At the beginning of the year, Robinson had a goal to engage 100 people with services by December. By April, he's already halfway there.

"I want people to know, hey they are here to help, and the mobile clinic is prepped for it," said Robinson, pointing out that the clinic even carries the same kind of MREs (meals ready to eat) he ate when he was in the Army.

Another piece of the project is to raise awareness about pedestrian safety among unhoused people. According to Robinson, many pedestrian accidents involve unsheltered people.

"I figured this would be a good touch to foster good relationships with law enforcement, but also there are facts on here about pedestrian safety," said Robinson.

Sometimes, the work of the mobile clinic is just to drive around and find people in obvious need, but other times it's helping the people Robinson meets who may not look like they are struggling until he gets to know them.

Mustafaa Cobb works as an auto detailer who now lives in his business van. He says he lost his home after his divorce a couple of years ago, and since he washed cars for almost a decade before that, he now uses those skills to survive.

"I got all the basics I need to get the job done," said Cobb. "As far as me living in here? It's not very comfortable, so I just create a little space in the back and lay down every night."

Surface appearances may not make it obvious that this is Cobb's reality. Robinson met Cobb when he hired the auto detailer to clean out the mobile clinic van. Robinson had no idea Cobb was unhoused.

Since meeting Cobb, Robinson has been bringing him resources and continuing to check in with him.

Cobb, who admits he has not been very financially savvy in the past, says that's what he's working on right now as he faces his barriers.

"I ain't going to lie, it is tough, 'cause it does cost a lot to get a place to live nowadays," said Cobb.

Cobb says he is doing his best to keep money coming in, fighting the stigma that unsheltered people are lazy or don't want to work.

"My prices are reasonable because I am not looking to get ahead, I just want to stay busy every day. I just want to get up and have something to do," said Cobb. "I figured with these prices, I'll always stay busy."

Cobb also shared that he is usually skeptical of accepting help, but felt a genuine connection with Robinson, for whom this van is a full-circle moment.

"You know my story," said Robinson. "I was once homeless also."

Robinson says his time without a home led Robinson to join the Army, and now has led him to this point, looking to give back. He has since enrolled at Baylor University to become a clinical social worker. The idea for the mobile clinic project, which Robinson calls 'Engage for Change,' was borne out of a school assignment.

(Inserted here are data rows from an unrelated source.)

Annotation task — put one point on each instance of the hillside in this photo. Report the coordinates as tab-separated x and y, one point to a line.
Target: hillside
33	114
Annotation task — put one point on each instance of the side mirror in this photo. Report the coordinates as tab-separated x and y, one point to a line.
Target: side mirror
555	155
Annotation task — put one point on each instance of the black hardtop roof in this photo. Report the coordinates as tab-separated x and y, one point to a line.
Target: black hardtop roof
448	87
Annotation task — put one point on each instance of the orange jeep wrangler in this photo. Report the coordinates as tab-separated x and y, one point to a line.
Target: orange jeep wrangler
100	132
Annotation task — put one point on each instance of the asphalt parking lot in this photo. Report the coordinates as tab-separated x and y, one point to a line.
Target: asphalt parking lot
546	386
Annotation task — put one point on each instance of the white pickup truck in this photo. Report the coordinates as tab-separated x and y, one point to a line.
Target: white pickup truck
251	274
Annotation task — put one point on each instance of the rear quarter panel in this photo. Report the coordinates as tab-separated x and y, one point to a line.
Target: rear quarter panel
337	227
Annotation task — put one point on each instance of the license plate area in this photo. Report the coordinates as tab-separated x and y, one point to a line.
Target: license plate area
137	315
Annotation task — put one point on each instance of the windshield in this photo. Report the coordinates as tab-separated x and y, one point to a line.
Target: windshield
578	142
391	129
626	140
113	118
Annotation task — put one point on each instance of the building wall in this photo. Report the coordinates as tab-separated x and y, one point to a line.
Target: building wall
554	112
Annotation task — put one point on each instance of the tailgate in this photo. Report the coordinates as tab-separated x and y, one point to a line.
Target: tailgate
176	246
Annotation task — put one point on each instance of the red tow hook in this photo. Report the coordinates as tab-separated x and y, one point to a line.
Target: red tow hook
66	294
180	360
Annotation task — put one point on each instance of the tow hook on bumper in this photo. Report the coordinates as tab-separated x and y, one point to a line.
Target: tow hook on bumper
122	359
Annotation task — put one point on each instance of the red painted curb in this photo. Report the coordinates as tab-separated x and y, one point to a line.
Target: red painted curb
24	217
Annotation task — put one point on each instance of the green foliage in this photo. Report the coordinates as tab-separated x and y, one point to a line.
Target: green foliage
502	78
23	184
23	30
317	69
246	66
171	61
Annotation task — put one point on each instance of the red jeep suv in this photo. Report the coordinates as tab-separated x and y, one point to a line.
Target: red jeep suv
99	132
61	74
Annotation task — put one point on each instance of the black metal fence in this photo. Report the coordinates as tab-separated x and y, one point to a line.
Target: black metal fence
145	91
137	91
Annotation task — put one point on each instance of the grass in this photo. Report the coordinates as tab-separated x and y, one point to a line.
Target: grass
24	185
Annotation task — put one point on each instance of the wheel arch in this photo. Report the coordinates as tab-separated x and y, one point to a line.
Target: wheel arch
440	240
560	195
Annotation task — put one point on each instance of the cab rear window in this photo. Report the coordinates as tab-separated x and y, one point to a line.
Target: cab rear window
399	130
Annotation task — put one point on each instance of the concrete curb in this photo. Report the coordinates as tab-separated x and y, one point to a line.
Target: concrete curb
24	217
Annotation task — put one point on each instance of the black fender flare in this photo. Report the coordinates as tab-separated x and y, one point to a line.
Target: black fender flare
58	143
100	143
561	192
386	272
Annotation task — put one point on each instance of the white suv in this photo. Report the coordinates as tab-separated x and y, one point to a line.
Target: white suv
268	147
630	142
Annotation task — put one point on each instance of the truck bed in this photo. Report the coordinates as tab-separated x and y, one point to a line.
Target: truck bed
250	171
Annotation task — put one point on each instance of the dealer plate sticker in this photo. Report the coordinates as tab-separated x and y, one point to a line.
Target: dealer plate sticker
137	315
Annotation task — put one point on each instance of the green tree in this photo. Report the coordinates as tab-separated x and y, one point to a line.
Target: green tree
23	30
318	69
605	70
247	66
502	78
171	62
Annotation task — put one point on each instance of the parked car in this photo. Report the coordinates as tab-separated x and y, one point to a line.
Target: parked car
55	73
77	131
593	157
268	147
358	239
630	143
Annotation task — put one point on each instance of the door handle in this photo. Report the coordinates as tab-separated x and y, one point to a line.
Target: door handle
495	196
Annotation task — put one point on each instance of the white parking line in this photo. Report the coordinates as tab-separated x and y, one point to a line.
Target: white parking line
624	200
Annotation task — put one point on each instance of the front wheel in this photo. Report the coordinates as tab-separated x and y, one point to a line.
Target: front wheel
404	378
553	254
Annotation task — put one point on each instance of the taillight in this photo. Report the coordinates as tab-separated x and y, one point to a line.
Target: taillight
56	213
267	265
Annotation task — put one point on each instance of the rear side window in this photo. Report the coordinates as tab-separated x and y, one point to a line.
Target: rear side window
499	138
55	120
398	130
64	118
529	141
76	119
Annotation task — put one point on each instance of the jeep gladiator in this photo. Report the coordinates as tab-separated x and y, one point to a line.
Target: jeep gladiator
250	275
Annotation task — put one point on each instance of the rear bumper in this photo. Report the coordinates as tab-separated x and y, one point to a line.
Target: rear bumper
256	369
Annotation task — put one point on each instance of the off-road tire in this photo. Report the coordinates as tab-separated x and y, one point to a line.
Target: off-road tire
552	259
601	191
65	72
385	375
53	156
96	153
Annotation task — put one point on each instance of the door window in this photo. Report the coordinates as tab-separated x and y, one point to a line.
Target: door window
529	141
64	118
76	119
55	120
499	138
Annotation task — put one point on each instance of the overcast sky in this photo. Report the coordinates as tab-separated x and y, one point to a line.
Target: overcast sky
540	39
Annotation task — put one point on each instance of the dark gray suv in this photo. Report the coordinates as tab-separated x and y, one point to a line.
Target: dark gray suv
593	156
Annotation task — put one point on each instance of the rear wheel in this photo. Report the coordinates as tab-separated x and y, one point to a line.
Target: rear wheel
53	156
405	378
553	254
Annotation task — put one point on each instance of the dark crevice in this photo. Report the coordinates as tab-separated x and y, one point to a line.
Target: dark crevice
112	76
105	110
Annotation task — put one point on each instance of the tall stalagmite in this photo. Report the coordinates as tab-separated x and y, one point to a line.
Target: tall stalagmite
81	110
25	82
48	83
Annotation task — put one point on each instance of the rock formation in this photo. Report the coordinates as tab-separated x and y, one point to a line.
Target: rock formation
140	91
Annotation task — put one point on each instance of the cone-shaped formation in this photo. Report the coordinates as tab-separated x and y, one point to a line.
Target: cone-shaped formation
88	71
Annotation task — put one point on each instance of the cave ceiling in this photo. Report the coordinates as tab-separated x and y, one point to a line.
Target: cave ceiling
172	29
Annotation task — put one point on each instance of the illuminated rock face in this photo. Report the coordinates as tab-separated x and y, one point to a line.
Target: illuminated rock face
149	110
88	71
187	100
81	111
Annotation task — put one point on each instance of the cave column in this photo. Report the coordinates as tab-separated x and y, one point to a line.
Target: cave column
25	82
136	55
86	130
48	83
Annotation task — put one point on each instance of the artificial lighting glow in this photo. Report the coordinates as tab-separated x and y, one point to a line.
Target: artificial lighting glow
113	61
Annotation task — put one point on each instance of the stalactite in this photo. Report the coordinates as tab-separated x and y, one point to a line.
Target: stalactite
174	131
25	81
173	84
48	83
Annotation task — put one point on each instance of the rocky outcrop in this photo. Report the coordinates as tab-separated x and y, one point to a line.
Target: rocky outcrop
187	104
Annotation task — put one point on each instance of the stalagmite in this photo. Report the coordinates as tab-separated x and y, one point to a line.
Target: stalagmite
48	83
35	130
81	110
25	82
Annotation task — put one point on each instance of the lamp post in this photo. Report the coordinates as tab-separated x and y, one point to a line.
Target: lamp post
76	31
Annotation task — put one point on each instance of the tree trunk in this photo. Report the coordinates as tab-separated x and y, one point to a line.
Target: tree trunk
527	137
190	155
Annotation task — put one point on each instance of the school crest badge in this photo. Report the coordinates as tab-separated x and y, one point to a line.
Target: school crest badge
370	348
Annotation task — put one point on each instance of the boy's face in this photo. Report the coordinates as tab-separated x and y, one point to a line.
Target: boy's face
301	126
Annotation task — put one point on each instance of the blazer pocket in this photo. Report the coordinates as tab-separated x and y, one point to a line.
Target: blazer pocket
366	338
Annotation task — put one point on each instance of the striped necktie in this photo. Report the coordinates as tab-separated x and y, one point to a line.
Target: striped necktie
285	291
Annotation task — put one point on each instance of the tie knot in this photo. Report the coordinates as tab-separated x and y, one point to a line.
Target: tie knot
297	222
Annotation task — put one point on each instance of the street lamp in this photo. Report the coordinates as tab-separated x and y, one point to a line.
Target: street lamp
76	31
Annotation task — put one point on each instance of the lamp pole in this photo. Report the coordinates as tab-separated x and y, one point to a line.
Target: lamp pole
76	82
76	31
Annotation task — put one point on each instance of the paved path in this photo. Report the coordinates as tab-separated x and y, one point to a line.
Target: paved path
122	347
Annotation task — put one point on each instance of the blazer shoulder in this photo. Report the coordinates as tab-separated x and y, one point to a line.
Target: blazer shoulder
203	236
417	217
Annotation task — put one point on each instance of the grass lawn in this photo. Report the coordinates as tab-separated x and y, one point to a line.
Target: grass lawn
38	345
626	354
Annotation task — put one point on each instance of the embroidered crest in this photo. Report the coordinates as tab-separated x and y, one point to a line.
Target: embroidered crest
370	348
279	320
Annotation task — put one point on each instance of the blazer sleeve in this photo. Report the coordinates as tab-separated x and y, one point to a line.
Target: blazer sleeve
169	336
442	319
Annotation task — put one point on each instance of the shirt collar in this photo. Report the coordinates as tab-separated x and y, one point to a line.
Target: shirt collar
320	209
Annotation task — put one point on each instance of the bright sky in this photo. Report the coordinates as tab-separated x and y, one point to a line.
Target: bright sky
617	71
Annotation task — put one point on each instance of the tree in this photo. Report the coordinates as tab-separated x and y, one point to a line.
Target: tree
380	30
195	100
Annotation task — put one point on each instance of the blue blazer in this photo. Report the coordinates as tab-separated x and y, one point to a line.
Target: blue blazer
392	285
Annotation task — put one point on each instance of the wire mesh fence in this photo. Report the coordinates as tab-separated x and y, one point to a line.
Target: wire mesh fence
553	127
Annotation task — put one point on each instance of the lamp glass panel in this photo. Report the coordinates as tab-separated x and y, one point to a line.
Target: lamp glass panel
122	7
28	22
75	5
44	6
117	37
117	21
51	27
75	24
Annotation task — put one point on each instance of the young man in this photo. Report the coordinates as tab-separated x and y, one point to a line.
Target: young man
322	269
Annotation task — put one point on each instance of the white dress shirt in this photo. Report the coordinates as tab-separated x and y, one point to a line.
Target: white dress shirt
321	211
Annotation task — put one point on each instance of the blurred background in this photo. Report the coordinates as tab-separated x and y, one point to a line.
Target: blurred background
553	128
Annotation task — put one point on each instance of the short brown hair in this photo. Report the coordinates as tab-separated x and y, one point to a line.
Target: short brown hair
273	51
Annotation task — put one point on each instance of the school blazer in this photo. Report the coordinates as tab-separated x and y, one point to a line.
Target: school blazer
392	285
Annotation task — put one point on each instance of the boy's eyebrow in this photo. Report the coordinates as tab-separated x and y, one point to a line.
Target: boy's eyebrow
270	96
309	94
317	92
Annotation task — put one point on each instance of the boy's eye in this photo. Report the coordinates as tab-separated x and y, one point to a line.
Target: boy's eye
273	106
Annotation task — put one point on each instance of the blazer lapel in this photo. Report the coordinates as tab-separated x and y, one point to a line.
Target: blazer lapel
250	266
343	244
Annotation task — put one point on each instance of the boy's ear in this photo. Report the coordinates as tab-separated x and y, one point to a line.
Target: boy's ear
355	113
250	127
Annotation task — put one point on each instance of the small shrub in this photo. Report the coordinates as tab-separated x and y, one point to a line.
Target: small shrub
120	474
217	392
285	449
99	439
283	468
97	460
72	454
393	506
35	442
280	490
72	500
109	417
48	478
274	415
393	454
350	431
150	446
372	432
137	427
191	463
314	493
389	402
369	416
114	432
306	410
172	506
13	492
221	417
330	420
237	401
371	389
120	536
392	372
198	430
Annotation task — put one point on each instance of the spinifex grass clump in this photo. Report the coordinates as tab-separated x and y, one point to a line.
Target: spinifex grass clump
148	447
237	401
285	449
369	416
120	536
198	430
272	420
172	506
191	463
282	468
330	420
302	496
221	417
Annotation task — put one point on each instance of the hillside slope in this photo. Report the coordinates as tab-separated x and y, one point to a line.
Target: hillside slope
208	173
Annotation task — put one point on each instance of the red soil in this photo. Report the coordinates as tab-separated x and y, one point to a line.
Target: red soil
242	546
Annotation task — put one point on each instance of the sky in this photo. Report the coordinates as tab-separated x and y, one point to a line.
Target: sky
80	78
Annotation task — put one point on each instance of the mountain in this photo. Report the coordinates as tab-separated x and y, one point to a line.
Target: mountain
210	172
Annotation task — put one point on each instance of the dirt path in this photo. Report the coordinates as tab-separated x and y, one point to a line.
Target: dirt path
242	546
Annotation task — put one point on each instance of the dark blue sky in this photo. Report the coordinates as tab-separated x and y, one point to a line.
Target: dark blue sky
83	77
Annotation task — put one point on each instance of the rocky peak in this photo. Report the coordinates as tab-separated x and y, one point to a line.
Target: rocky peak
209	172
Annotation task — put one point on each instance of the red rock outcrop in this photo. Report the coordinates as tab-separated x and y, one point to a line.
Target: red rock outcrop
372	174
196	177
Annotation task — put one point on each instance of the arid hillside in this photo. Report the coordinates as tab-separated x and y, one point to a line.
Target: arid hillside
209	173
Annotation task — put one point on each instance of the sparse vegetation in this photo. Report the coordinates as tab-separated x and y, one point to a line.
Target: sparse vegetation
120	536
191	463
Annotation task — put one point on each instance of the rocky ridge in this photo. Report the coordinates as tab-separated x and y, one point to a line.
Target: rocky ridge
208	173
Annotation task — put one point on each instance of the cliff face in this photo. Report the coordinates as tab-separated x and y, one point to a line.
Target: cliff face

"That is pretty much all we are trying to do is pay it forward and help people secure basic life resources," said Robinson. "That is our goal."

Longer term, Robinson's goal is for this van to become Mobile Clinic 1, the first of a fleet that will allow Engage for Change to help as many people as possible.


In addition to the new mobile clinic, Kern County has other projects in progress intended to address homelessness. Homelessness is our Signature Issue at 23ABC, so we are taking a closer look at some of those programs and projects.

According to the City of Bakersfield website, some projects they're working on include an expansion of the Brundage Lane Navigation Center. The city plans to add 118 beds in a new dorm at the location, as well as expand the parking lot.

The city also plans to add a new campus for the Open Door Network, formerly the Bakersfield Homeless Center, which is set to be completed by next year. This new ODN location is also expected to have an inpatient detox facility administered by Kern Medical.